Edgar ne se souvenait plus de la dernière fois qu’il avait réellement bu pour se saouler. D’habitude, il jouait un rôle et contrôlait ses consommations pour rester un tant soit peu lucide pendant qu’il grattait des infos à des recrues fraichement arrivées chez la police.

Mais ce soir, son moral peinait à tenir la route. Cela faisait des semaines qu’il bloquait, qu’il ne trouvait aucune piste sur les affaires internes des flics. Ça l’agaçait furieusement, et remuait le couteau de l’impuissance dans son ego déjà meurtri. L’envie lui venait parfois de farfouiller dans son cerveau et de retirer la partie qui le faisait se sentir aussi misérable, juste pour croire à nouveau qu’il ne lui pourrait rien lui arriver. Il voulait se sentir invincible, rien qu’une fois.

Sa silhouette débraillée errait le long des trottoirs de Sonwich, bouteille à la main. Il était fatigué, tenait à peine debout. Manquant de s’effondrer, il posa son épaule contre un lampadaire et se laissa mollement glisser au sol, son visage larmoyant plongé dans la paume de sa main. Il resta là un moment, enfermé dans ses pensées jusqu’à se laisser happer par le royaume onirique.

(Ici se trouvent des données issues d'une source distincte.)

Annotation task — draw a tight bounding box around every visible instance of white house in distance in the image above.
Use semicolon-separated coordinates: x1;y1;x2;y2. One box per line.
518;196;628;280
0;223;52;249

En face de lui se tenaient des silhouettes aux visages troubles, comme de la peinture fraiche sur laquelle on aurait passé un doigt mouillé. Quelques-unes d’entre elles étaient en uniforme, d’autres étaient plus ambiguës, probablement des camarades de classe ou des membres de sa famille. Que diraient tous ces gens s’ils le voyaient aujourd’hui ? ils le trouveraient ridicule, sans doute. Il se sentait déjà ridicule, étalé par terre comme il l’était, incapable de se relever. Des voix indiscernables tournaient autour de lui, comme mille critiques de ses échecs qui le harcelaient à tout instant.

Puis il vit la lumière au-dessus de lui, comme une porte de sortie, une échappatoire vers d’autres horizons qui transcendent la raison humaine. Peut-être fallait-il suivre la lumière dans ce cas…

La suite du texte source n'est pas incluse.